Graap – praag

Graap – praag

← Terug

Graap

In 1859 kwam het in Suriname tot de manumissie van timmerman Castor, die nadien door het leven ging onder de naam Johannes Castor Graap, een omkering van de namen van diens ‘eigenaren’, de gebroeders van Praag. Het helpt ons om iets meer over hem te weten te komen.
De familienaam Van Praag, resp. Preger zien we vanaf ca 1700 in Amsterdam verschijnen. Hun naam verwijst naar de stad Praag, die de joodse wijk Zidovske Mesto kende, het huidige Josefov. De familie komt nadien in Suriname terecht, met als nazaat Juda David van Praag (1745-1806), die zou trouwen met Esther van Praag Cohen (1750-1784).

Hun zoon Juda David van Praag (1780-1833) trouwde met Sipora Marcus Samson (1784-1862) met wie hij zoons Semuel en Marcus Samson kreeg.
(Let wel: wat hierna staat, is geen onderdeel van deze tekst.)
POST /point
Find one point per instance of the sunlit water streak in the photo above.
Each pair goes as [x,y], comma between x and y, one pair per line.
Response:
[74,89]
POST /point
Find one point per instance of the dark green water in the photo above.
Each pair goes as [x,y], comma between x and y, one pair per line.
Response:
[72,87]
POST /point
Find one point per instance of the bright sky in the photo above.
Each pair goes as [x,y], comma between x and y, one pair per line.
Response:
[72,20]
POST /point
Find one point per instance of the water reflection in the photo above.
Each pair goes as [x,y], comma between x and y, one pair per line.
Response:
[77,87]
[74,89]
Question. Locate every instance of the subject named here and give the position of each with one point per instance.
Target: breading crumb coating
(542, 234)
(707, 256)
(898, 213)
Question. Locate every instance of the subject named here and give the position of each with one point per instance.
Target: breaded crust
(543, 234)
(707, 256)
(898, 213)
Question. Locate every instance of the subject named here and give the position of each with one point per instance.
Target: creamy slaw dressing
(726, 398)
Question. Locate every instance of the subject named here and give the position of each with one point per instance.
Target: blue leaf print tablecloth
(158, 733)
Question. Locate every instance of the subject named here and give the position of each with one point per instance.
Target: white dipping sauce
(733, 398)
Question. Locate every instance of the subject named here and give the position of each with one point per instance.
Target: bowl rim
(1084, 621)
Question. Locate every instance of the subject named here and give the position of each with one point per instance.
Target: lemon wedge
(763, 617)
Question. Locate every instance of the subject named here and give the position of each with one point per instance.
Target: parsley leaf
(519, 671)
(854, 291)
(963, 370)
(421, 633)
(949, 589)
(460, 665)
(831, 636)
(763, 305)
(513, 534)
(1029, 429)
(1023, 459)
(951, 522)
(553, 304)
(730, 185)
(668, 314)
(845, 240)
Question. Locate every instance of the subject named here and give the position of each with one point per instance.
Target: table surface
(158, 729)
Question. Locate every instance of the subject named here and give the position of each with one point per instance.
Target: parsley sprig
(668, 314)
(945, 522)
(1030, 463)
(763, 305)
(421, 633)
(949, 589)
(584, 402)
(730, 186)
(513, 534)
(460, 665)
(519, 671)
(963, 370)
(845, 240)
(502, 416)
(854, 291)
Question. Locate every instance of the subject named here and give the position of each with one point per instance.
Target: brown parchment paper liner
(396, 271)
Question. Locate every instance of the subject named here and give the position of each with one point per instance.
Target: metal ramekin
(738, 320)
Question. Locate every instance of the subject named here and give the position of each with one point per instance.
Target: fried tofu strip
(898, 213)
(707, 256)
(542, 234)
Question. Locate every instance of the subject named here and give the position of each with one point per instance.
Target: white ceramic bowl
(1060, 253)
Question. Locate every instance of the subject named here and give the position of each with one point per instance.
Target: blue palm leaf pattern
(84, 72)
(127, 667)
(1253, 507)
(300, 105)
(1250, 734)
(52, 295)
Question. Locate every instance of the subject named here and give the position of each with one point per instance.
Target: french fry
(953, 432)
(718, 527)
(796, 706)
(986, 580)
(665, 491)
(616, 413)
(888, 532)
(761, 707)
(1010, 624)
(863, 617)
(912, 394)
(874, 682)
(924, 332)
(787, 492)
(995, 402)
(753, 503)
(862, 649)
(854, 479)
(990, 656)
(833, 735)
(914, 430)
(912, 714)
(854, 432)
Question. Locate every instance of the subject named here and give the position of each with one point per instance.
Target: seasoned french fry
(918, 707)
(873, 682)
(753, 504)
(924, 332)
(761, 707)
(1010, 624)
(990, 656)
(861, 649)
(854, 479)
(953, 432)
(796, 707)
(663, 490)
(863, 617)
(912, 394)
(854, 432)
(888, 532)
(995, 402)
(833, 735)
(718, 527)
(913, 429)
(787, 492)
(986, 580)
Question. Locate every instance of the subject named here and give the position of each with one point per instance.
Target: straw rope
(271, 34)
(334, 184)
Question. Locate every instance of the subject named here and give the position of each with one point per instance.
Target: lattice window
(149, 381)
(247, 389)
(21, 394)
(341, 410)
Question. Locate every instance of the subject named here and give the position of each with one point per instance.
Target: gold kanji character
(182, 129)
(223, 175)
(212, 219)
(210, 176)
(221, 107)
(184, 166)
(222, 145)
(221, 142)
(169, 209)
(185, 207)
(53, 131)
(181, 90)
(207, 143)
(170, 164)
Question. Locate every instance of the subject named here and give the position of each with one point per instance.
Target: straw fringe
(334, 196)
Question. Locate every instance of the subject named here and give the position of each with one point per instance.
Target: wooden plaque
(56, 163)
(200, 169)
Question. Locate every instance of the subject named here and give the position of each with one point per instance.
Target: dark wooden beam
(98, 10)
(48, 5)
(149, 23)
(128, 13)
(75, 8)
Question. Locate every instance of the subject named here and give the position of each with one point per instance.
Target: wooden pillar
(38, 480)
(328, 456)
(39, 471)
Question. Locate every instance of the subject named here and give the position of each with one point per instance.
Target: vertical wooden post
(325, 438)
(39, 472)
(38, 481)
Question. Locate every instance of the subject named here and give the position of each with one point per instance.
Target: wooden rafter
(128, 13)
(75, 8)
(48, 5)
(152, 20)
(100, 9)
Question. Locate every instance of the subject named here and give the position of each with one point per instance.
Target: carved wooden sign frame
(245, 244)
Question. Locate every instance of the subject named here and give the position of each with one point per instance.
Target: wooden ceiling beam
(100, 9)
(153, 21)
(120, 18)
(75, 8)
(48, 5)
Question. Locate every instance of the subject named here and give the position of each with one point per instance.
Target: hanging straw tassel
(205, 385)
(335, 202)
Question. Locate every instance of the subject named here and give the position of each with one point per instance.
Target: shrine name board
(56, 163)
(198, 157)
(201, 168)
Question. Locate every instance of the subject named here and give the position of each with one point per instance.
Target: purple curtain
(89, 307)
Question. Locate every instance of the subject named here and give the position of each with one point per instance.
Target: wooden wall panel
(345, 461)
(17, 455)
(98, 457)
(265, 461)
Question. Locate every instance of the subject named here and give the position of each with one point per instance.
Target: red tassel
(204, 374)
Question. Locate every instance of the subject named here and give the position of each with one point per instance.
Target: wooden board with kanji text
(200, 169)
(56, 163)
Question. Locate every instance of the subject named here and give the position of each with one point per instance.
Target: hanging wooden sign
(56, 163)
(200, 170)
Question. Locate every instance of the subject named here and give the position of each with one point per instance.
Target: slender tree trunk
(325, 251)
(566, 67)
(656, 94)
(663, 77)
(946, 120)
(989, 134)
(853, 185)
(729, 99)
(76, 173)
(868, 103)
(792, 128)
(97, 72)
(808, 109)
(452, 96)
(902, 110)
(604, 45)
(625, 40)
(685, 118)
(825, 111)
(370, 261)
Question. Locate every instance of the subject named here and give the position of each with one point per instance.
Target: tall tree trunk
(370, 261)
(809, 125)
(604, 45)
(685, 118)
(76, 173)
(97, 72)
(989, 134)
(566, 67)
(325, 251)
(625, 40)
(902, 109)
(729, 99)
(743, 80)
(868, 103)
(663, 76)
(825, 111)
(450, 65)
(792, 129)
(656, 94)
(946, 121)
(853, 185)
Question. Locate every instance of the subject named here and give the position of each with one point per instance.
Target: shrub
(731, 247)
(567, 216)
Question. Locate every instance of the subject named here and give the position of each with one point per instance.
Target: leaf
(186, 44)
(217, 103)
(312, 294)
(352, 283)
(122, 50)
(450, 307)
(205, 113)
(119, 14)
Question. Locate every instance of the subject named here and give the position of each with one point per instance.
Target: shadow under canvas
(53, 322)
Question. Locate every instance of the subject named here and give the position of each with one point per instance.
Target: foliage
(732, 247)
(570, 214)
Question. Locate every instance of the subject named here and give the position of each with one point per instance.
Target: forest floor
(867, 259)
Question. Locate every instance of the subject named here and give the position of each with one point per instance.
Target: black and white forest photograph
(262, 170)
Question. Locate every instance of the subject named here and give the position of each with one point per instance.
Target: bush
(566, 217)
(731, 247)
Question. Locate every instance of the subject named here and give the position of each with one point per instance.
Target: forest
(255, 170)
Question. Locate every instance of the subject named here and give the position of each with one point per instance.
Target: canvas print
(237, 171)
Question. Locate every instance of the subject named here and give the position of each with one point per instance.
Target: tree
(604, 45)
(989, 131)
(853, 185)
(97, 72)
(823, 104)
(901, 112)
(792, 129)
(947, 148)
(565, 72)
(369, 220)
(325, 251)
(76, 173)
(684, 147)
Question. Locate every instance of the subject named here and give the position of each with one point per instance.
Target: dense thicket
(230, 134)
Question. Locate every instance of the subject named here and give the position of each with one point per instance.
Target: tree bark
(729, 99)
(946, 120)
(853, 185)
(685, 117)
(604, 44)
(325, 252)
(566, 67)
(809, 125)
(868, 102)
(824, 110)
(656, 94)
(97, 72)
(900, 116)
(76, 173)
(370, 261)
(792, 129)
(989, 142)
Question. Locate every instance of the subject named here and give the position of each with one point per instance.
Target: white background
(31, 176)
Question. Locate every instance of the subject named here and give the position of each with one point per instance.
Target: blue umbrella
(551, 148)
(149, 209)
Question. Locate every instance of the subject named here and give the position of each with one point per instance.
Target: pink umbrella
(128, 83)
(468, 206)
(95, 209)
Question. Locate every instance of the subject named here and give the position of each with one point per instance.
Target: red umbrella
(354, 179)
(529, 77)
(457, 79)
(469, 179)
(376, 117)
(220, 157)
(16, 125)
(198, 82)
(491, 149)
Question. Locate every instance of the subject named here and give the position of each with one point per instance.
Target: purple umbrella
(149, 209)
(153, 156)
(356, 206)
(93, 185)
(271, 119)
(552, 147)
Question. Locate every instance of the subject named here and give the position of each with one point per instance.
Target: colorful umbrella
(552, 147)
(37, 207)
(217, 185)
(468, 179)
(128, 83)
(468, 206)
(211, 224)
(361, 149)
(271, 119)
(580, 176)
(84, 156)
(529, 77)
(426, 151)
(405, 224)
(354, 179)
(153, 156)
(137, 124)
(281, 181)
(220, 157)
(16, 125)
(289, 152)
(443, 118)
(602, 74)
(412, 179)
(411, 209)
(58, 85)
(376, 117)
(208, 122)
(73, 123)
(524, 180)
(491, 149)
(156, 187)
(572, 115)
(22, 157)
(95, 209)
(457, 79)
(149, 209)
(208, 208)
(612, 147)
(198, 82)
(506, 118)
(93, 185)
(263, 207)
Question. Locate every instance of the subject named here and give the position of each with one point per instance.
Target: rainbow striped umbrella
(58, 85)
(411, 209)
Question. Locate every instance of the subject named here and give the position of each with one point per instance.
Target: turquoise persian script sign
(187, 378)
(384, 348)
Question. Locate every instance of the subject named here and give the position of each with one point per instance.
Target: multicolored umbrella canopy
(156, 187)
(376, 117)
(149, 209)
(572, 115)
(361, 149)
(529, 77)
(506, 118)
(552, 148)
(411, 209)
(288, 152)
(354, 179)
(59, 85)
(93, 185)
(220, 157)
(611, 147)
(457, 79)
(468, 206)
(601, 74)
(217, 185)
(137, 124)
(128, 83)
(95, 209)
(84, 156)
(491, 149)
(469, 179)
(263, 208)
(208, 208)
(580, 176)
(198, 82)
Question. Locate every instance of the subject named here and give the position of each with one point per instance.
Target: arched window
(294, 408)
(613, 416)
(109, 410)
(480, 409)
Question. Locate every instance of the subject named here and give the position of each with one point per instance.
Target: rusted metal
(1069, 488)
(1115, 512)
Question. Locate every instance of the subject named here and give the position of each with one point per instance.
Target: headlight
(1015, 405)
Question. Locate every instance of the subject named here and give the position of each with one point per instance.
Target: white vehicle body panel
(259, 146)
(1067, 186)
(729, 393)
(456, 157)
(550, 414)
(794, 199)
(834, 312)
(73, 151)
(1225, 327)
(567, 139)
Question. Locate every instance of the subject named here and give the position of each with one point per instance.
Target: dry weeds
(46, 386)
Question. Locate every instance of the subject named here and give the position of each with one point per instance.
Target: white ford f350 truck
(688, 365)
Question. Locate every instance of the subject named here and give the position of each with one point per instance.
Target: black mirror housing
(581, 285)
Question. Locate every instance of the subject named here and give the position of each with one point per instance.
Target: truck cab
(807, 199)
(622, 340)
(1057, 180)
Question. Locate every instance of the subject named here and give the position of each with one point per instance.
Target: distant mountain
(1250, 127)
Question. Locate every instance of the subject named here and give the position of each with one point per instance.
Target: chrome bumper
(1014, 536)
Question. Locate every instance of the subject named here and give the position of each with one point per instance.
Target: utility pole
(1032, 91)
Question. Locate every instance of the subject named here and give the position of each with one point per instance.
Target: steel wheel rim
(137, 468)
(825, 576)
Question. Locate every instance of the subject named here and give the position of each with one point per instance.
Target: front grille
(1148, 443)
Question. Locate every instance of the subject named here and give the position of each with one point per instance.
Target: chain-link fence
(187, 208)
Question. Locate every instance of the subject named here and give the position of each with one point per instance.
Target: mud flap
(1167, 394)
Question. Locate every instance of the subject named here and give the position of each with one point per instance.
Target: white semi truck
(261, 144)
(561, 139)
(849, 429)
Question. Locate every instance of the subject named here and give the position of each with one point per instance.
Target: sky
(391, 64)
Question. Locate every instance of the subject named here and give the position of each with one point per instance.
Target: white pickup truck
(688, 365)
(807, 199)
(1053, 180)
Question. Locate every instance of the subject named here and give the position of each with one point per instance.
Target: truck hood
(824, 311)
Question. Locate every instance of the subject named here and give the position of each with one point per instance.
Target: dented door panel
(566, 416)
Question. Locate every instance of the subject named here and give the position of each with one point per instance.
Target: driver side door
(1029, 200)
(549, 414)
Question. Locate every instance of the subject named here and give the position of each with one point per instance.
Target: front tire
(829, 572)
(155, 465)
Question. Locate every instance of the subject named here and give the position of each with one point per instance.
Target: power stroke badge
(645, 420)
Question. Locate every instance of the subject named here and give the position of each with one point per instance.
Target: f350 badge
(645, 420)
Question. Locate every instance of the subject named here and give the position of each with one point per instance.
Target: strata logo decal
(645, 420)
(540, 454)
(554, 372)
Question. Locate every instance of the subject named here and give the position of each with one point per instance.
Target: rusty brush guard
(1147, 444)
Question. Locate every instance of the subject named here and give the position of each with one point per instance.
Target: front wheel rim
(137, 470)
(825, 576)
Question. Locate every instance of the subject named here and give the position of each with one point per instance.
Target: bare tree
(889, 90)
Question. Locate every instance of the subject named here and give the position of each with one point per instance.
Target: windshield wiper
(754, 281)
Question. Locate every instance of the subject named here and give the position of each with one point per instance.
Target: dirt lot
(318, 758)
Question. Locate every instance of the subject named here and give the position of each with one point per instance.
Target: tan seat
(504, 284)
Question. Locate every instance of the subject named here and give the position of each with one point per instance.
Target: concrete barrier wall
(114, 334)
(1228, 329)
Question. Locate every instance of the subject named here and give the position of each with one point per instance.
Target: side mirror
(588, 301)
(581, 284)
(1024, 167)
Semuel van Praag (1823-1904) kwam na zijn opleiding tot praktizijn te werken bij het Surinaamse Hof van Justitie en was daarnaast van 1872 tot 1878 lid van de Koloniale Staten. Zijn broer Marcus Samson van Praag (1829-1904) was koopman in Suriname en van 1878 tot 1903 eveneens Statenlid. De broers van Praag zouden beide op hun oude dag naar Nederland afreizen.

Bij de manumissie van timmerman Castor staat genoteerd dat hij in 1812 geboren was, en zijn moeder de ‘vrije Princesse’ was. Er komen naar aanleiding van die laatste aantekening vast meerdere Vrije Princesse’s in aanmerking, maar in hetzelfde manumissieregister is in 1837 de manumissie terug te vinden van ‘Joena’ , onder de naam Regina Juna Helder. Als borgen staan genoemd Jansie van Greeber (verwijzend naar Jacob Godlieb Greber) en Carel Meysters en als eigenaar Princesse van Carolus van Meyer.

Naar de gang van zaken en de onderlinge relaties is het slechts gissen, maar een mogelijk scenario is dat moeder Princesse na de geboorte van haar zoon in vrijheid werd gesteld, en ze nadien in eerste instantie de manumissie van bijvoorbeeld haar moeder verkoos boven die van haar zoon.
De naam Princesse van Carolus van Meyer verwijst naar Johannes Carolus Meyer (1772-1830). Hij was de in Suriname geboren zoon van een militair en getrouwd met Francina Paulina Bohm (1772-1856), met wie hij meerdere kinderen kreeg. Zelf was hij ook militair en anno 1819 was hij directeur van plantage Bremen.

Katoen en koffieplantage Bremen aan de Warappakreek stond anno 1819 op naam Majorin Elisabeth Buschman-Bijval (1774-1843). Het werd in 1831 verlaten en werd anno 1833 “Door den Oceaan geheel weggespoeld”. De naam Buschman is te verbinden aan de EBG-er Johannes Buschman, een koopman te Paramaribo, die in 1805 de van Afrika afkomstige tot slaaf gemaakte “Charl’ inzette in zijn huishouden Hij doopte hem in 1812 onder de naam Johannes Charles (1788-1872) en in 1817 werd hij meegenomen naar Nederland als bediende van de weduwe geworden M.E. Buschman-Bijval.